Comentários por alternativa:
- A) Correto. A singularidade está no conflito fiscal em uma economia do ouro fortemente vigiada.
- B) A revolta não teve como eixo reformas eclesiásticas ou liberdade de culto.
- C) Não se tratava de restaurar capitanias hereditárias no interior das minas.
- D) Esse não foi o foco social e econômico específico do movimento.
- E) Não houve programa ilustrado de educação pública como centro da revolta.
Questão 09
Gabarito: alternativa D). Correto. A resistência às casas de fundição prova o conflito com a política fiscal régia.
Comentários por alternativa:
- A) A revolta não se explica pela reorganização eclesiástica urbana.
- B) Manufaturas têxteis não explicam o núcleo da Revolta de Vila Rica.

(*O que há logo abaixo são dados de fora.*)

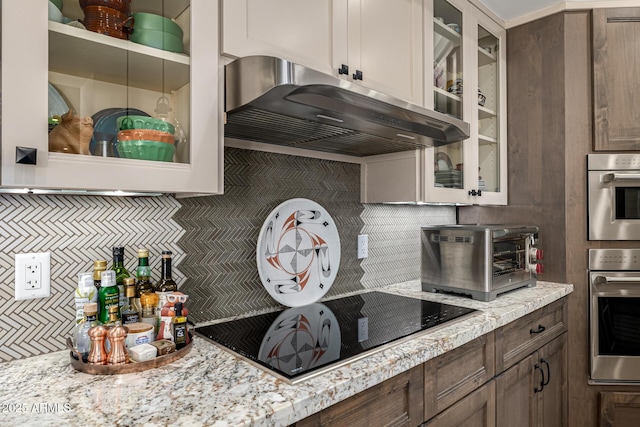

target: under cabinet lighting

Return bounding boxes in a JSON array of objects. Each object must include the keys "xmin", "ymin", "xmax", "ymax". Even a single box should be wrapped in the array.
[{"xmin": 0, "ymin": 188, "xmax": 167, "ymax": 197}]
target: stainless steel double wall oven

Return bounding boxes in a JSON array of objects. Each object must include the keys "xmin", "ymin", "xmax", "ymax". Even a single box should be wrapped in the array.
[{"xmin": 587, "ymin": 154, "xmax": 640, "ymax": 384}]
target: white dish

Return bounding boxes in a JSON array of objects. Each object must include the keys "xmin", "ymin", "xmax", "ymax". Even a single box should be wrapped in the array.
[
  {"xmin": 258, "ymin": 303, "xmax": 341, "ymax": 373},
  {"xmin": 49, "ymin": 83, "xmax": 69, "ymax": 118},
  {"xmin": 256, "ymin": 199, "xmax": 340, "ymax": 307}
]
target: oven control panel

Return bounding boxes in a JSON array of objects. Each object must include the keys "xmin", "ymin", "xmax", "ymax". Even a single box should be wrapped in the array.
[{"xmin": 589, "ymin": 249, "xmax": 640, "ymax": 271}]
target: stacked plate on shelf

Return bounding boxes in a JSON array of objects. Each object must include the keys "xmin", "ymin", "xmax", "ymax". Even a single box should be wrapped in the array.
[{"xmin": 435, "ymin": 169, "xmax": 462, "ymax": 188}]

- C) Questões de fronteira não foram a evidência central desse movimento.
- D) Correto. A resistência às casas de fundição prova o conflito com a política fiscal régia.
- E) Abastecimento e preços não constituem a melhor evidência para essa interpretação.
Questão 10
Gabarito: alternativa C). Correto. A revolta terminou com repressão e reforço da autoridade metropolitana em Minas.

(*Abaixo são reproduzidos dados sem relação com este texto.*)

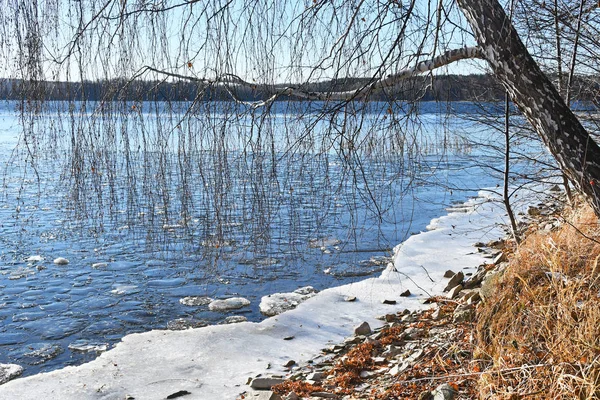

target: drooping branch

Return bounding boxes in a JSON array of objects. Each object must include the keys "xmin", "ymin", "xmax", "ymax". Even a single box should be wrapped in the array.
[
  {"xmin": 141, "ymin": 47, "xmax": 483, "ymax": 108},
  {"xmin": 457, "ymin": 0, "xmax": 600, "ymax": 217}
]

Comentários por alternativa:
- A) A revolta não gerou autonomia política duradoura para a capitania.
- B) O sistema fiscal do ouro não foi abandonado após o movimento.
- C) Correto. A revolta terminou com repressão e reforço da autoridade metropolitana em Minas.
- D) Não resultou no reconhecimento de milícias locais independentes com essa função.
- E) Os conflitos não se encerraram de forma estável após a repressão.